Gradient is designed to be an end-to-end data science platform, and as such covers all stages of data science, from initial viewing of raw data through to models deployed in production with applications attached.
Therefore, it is of benefit to show working examples of end-to-end data science on Gradient.
Nvidia's GPU-accelerated recommender system, Merlin, is one such example. One of Nvidia's Use Case Frameworks, it has some excellent notebooks containing end-to-end work, and showcases a particularly large range of tools working together to interact with data at scale and provide actionable outputs.
Major parts of end-to-end data science shown in this blog entry are:
- ETL/ELT at scale
- Feature engineering
- Feature store
- Synthetic data
- Model training of deep learning recommenders
- Save model
- Deployment
- Ensemble of models: solve deployment preprocessing
Additionally, other detail methods such as approximate nearest neighbors search, single-hot and multi-hot encoding of categorical features, and frequency thresholding (less than a given number of occurrences of a class are mapped to same index).
The various stages such as data preparation, model training, and deployment, are done on GPU, and thus highly accelerated.
Tools included in the working notebook examples are:
- Nvidia Merlin NVTabular large-scale ETL workflows, including larger-than-memory datasets, feature engineering, and data preparation
- Nvidia RAPIDS cuDF for large dataframes in the familiar Pandas API
- Dask open-source Python library for parallel computing
- Apache Parquet column-oriented data storage format
generate_data()
synthetic data in Merlin- Feast feature store
- Merlin Models recommender models including deep learning
- Merlin Systems operators and library to help integrate models with other parts of the end-to-end workflow
- Nvidia Triton Inference Server deployments into production
plus others such as Faiss fast similarity search, Protobuf text files, and GraphViz.

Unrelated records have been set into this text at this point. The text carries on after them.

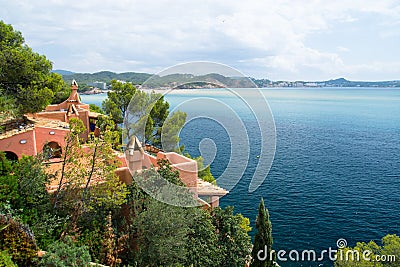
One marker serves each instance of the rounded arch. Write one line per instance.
(11, 155)
(52, 150)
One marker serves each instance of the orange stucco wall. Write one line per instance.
(43, 135)
(13, 144)
(35, 140)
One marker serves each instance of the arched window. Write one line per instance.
(52, 150)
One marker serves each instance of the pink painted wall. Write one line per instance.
(43, 136)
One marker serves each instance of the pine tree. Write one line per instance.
(261, 253)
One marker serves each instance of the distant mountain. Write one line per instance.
(63, 72)
(342, 82)
(106, 76)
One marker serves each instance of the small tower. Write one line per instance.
(135, 154)
(74, 96)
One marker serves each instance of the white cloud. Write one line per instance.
(267, 38)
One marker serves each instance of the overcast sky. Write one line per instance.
(278, 40)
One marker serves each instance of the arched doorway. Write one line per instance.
(52, 150)
(11, 155)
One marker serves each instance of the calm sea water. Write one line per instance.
(336, 172)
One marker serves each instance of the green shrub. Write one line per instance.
(5, 260)
(66, 253)
(18, 241)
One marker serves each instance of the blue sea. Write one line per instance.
(336, 171)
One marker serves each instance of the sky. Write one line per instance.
(278, 40)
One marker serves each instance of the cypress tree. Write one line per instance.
(261, 253)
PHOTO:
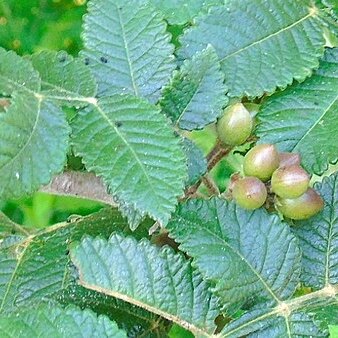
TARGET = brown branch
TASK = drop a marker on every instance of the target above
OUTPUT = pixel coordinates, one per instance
(80, 184)
(216, 154)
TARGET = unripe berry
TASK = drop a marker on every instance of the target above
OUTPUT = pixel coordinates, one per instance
(235, 126)
(288, 159)
(302, 207)
(290, 182)
(249, 193)
(261, 161)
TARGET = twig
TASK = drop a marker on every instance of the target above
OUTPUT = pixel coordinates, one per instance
(211, 185)
(80, 184)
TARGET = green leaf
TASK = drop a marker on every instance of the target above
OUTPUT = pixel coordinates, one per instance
(333, 331)
(303, 117)
(134, 320)
(36, 267)
(196, 94)
(197, 163)
(261, 323)
(261, 44)
(179, 12)
(326, 316)
(63, 77)
(127, 141)
(318, 239)
(51, 321)
(159, 281)
(16, 73)
(127, 48)
(244, 254)
(33, 144)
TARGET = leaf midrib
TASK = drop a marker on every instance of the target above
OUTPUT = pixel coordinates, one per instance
(310, 14)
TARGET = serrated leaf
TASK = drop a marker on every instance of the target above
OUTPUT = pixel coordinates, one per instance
(244, 254)
(179, 12)
(318, 239)
(64, 78)
(35, 268)
(304, 116)
(127, 48)
(134, 320)
(196, 94)
(197, 163)
(50, 321)
(16, 73)
(33, 144)
(128, 142)
(159, 281)
(261, 324)
(261, 44)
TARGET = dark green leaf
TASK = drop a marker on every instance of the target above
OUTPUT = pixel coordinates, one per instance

Let's take a brief look at Nvidia Merlin, followed by how to run it on Gradient, and the three end-to-end examples provided.
Nvidia Merlin
Merlin is Nvidia's end-to-end recommender system designed for GPU-accelerated work at a production scale.
As such, it is specialized for recommenders as opposed to, for example, computer vision or NLP text models. Recommenders are nonetheless a common use case in data science, and require their own frameworks to achieve optimal results like any other sub-domain of Deep Learning.
It solves many of the issues that arise when attempting end-to-end data science at scale, for example:
- Data preparation is done on the GPU, giving large speedups (NVTabular)
- Large data can be handled in a familiar API without having to add parallelism into the code (cuDF)
- An efficient column-oriented file storage format is used that is much faster than plain text files (Parquet)
- A feature store is included so that feature engineering is organized, simplified and reusable (Feast)
- Real training data can be augmented by synthetic data when needed, an increasingly popular component of AI work (Merlin
generate_data()
) - Distributed model training enables better models to be trained faster (HugeCTR)
- Models are optimized for inference and can be deployed into production in a robust manner (Triton Inference Server)
- Preprocessing of incoming raw data in a deployment is solved by deploying the multiple components of a typical recommender as an ensemble (Triton ensembles)
The easiest way to run it is to use Nvidia's provided GPU-enabled Docker containers. By running on Gradient, many of the barriers to setting these up and using them, such as obtaining GPU hardware and setting up Docker, are removed.
Running it on Gradient
Because Merlin is supplied as Docker containers, plus a GitHub repository, it can be immediately run on Gradient using our runtimes, which combine these two components.
Create Notebook
After signing in, create a Project, then a Notebook.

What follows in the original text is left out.